When the case made its way to the U.S. Supreme Court, a five-justice majority ruled in 2009 that the state had no obligation under the Equal Educational Opportunities Act to fund English-language-learner programs.
On remand, Collins considered whether Nogales violated the rights of English learners by forcing separating them from their peers for four hours a day during which time they undergo intensive language study.
Collins found last year 2013 that the separate instruction model did not violate students’ civil rights, but the Arizona Center claimed on appeal that the “segregation” of English language learners for more than a year violates the EEOA’s requirement that students have equal participation in the school curriculum.
Tim Hogan, the civil-rights lawyer who has handled the case for 23 years, told the three-judge panel Monday that separating students causes them to miss out on the regular curriculum and fall behind.

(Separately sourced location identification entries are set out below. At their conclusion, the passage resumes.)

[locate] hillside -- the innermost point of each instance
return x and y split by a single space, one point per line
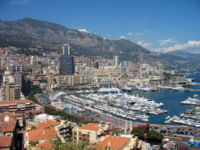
29 32
45 36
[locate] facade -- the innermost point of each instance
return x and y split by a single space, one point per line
67 66
91 133
8 130
12 91
18 106
44 132
117 143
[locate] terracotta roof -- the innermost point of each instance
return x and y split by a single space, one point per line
6 127
2 115
47 124
5 141
112 142
41 134
10 123
14 102
46 145
91 126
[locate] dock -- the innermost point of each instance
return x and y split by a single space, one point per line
192 90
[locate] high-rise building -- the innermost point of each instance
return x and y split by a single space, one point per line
116 60
12 91
67 66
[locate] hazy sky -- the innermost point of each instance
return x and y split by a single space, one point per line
159 25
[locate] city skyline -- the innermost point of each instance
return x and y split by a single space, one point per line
155 25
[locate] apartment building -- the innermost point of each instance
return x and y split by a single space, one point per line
90 133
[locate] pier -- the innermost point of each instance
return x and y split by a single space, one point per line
192 90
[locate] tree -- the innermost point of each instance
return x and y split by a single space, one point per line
30 115
71 145
154 136
138 132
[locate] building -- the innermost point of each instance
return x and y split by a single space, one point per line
18 106
91 133
117 143
12 91
116 60
8 131
67 66
6 143
40 135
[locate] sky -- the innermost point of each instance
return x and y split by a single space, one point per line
158 25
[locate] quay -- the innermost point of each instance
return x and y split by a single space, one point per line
192 90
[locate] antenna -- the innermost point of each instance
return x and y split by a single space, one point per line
6 118
68 49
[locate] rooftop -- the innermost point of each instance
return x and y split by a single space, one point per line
5 141
14 102
47 124
46 145
41 134
91 126
112 142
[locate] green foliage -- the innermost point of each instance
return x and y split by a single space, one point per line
43 81
71 145
30 115
154 136
33 127
52 111
57 119
31 94
33 143
138 132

“Four hours of English language development every single day, that program denies students equal access to the academic curriculum and it unnecessarily segregates English-language learners after the first year,” Hogan said.
The panel questioned Hogan extensively on how the Nogales school district continues to violate the law.

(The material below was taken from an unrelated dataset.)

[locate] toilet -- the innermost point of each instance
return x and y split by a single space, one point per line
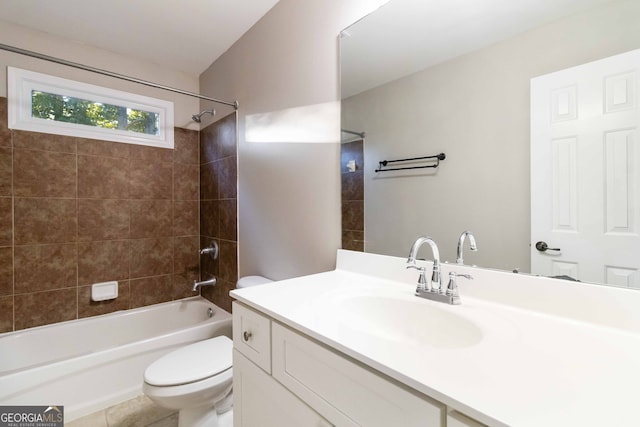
196 379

“If you have a child in an AP course, that child is segregated from the rest of the class, or vice versa, because of aptitude that they have or don’t have,” Judge Milan Smith noted, abbreviating advanced placement. “What is the difference between if you have child gifted in math in AP calculus, and I have a child that doesn’t have that facility? Why under your theory would not that child in AP be considered segregated or discriminated against, or vice versa?”
Hogan replied that “segregation on the basis of language is not equal participation.”

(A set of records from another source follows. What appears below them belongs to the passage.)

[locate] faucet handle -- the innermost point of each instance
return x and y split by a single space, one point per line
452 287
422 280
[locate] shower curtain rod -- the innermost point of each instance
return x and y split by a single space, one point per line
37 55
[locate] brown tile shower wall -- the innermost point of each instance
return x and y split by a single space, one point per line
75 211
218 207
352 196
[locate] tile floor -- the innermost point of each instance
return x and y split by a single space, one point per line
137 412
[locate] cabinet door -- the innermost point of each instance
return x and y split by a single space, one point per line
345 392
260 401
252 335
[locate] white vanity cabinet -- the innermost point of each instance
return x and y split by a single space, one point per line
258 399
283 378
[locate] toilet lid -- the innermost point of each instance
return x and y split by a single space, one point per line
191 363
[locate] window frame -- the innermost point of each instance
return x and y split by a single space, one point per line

Smith continued this line of questioning.
“Doesn’t everybody say we want to mainstream these folks as quickly as we can?” He asked. “And, after the first year a lot people go right in, and they don’t have any further segregation by your standard. But those who are having trouble are given extra time and are worked with, so they can get within the mainstream as soon as possible. I get your point that they are missing the core curriculum, but doesn’t there have to be some flexibility? If you have a child that can’t communicate in the language for say, the math or science courses being taught, how is that helpful to them as opposed to what they’re doing now. So how do they do it?”
Hogan was quick to refute that schools should conduct science and math in Spanish.
“Not at all, Your Honor, not at all,” he said, but did not directly answer the rest of Smith’s question.
At one point suggested Hogan that the school district should “mix English-language learners with non-English-language learners.”
Smith later asked David Cantelme, an attorney for the Arizona legislators named as defendants, how much deference the court should owes the state to “get this right.”
The four-hour daily program was one solution that a state-commissioned task force came up with to remedy the problems in the English-language-learner program, based on the initial orders from Judge Collins.
Cantelme replied essentially that the courts should get out of the state’s way.
Judge Clifford Wallace asked how long students would be required to stay in an English-learner program. “Suppose a person has culturally or for their own ability, an inability to learn English, and you keep them in the program for the entire high school,” Wallace said. “Is that correct?”
“After two years, if they’re not making ordinary progress, that means there’s something else affecting that child’s learning,” Cantelme replied. “After two years if they’re not improving, those schools are supposed to address it. They’re always looking at the individual needs of those kids.”
Cantelme argued that Collins’ 2013 ruling should be affirmed, effectively putting the case to bed. “He clearly found that Nogales had an effective ELD [English-language-development] program. And that’s really the end of the case.”